En le voyant elle a reconnu l'élan qui bouleverse le corps et déboussole les coeurs. Elle est mariée, mais seule, livrée à la vindicte de sa belle mère, Mathilde Venturi (Delphine Rich), qui guette chaque occasion d'entrer en conflit avec celle qui lui a "pris son fils".
Pourra t-elle résister à l'appel de cette pulsion de vie qui la pousse dans les bras du bel américain ?
Cèdera t-elle à l'amour adultère, avec un homme, qui, lui, du fait de sa peau noire, risque sa vie pour une histoire d'amour avec une femme interdite ?
Une succession d'antagonismes locaux vont révéler les âmes d'êtres, qui, sans ce conflit mondial n'auraient jamais été que des personnes sans histoires.
Mais, comme pourrait le dire Jean-Louis Bory, auteur de Mon village à l'heure allemande, Prix Goncourt 1945, les gens sans histoires se prêtent à la petite histoire, celle qui permet de comprendre la grande.

Ce film est avant tout une romance, telle que celles filmées par Douglas Sirk, qui savait aborder les sujets tabous des années 1950 aux É tats Unis, en restant dans le récit amoureux.
Si le trait stylistique caractéristique de l'œuvre de Sirk est à chercher dans ses couleurs, Philippe Niang a lui aussi réussi à imprégner les situations de couleurs indiquant les états d'âme des protagonistes. Le travail du directeur de la photo, Dominique Bouilleret, est remarquable. Froid sur la belle-mère abusive, l'éclairage se réchauffe sur les amants réunis dans la chaleur des sentiments partagés.


Comment êtes vous arrivé sur ce téléfilm ?
Philippe Niang m'a proposé le rôle en octobre 2008, j'ai dit oui, par principe et quand j'ai lu le scénario, j'ai su que mon choix spontané était excellent.
Connaissiez-vous l'histoire de ces GI'S ?
Je savais que des soldats noirs américains s'étaient battus en Italie, mais j'ignorais qu'il y en avait eu aussi en France.

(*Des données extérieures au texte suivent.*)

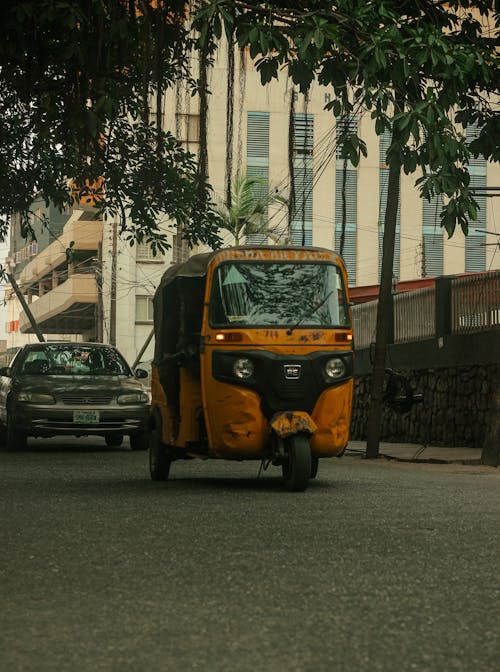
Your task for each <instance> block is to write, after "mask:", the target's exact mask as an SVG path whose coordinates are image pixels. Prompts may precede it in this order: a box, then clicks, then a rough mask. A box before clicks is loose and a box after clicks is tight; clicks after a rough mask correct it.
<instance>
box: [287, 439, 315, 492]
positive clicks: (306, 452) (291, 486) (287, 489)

A l'époque de la ségrégation, au sein de l'armée américaine, on pensait que les Noirs n'étaient pas assez intelligents pour être enrôlés. L'escadron Tuskegee a démontré le contraire. Étrangement, aujourd'hui, l'armée est un ascenseur social.
Est-il difficile de passer du registre comique à un rôle dramatique ?
Vous savez, en Amérique du Nord, on utilise les humoristes pour sortes de shows : cinéma, animation à la télévision, scène. Un humoriste est habitué à jouer des personnages : une femme, un homme, un enfant.
L'humour est souvent considéré comme un genre mineur. Il est beaucoup plus difficile de faire rire quelqu'un que de le faire pleurer. Monter sur une scène en annonçant "comique" sur une affiche, c'est extrêmement téméraire. Si pendant une minute, les gens ne rigolent pas, c'est très long. Une minute sur scène sans rires, c'est une éternité. Sur un plateau de cinéma, on nous laisse le temps d'émouvoir, sur scène, le public s'attend à rire immédiatement, le rythme est très différent.
Est-ce plus reposant de vous appuyer sur un scénario, sans avoir cette nécessité d'être à l'affût des rires et situations comiques ?
Non. Sur scène, on donne tout, et le spectacle s'arrête. Face à la caméra, il faut garder son énergie plus longtemps, c'est épuisant. Par exemple si je joue une scène triste, je dois rester dans la tristesse toute la journée. Et surtout, ce qui me tue dans le cinéma,p ar rapport au spectacle, c'est le temps de préparation des scènes, la mise en place du décor, des lumières. Il faut attendre, attendre, attendre.
Devez-vous attendre la création d'un personnage Noir pour obtenir un rôle ?
Si vous observez le nombre de films et de téléfilms dans lesquels jouent des Noirs, vous remarquez un certain retrait de la France. Il est difficile pour un humoriste d'avoir un premier rôle, et c'est encore plus difficile si cet humoriste est noir. Au Canada, ça fait 25 ans que des présentateurs noirs sont à l'antenne et dans les téléfilms.
Je ne crie jamais au racisme pour rien : récemment, au retour de vacances aux Caraïbes, à l'escale à Miami, je me suis trouvé dans une file d'attente constituée majoritairement de Français Blancs. J'étais le seul Noir parmi eux. A la douane, la seule personne arrêtée, ce fut moi. J'ai donc rejoint une autre file d'attente "pour" Hispaniques et Noirs ! Arrivé devant le douanier, lui même d'origine étrangère, je lui ai demandé s'il arrivait parfois que des Blancs soient dans cette file. D'un signe de tête, il a répondu négativement.
Pensez-vous que ce genre de téléfilm va provoquer d'autres évolutions ?
Absolument ! Je suis très fier de cette maison de production afro-française qui a, dans un premier temps, suscité des commentaires très négatifs. Du style "Ce sont des Africains, ce n'est pas sérieux, ça n'aboutira pas...", alors que le directeur de production est un des meilleurs en France. Il a travaillé avec Jean-Pierre Jeunet sur "Un long dimanche de fiançailles", entre autres films.
Aimeriez-vous jouer un sale type, comme Bourvil dans "La traversée de Paris" ?
J'adorerais cela ! Le but de ce métier, c'est d'être quelqu'un d'autre. Je rêve de jouer les psychopathes. Quand on est gentil dans la vie, on a envie de jouer les méchants.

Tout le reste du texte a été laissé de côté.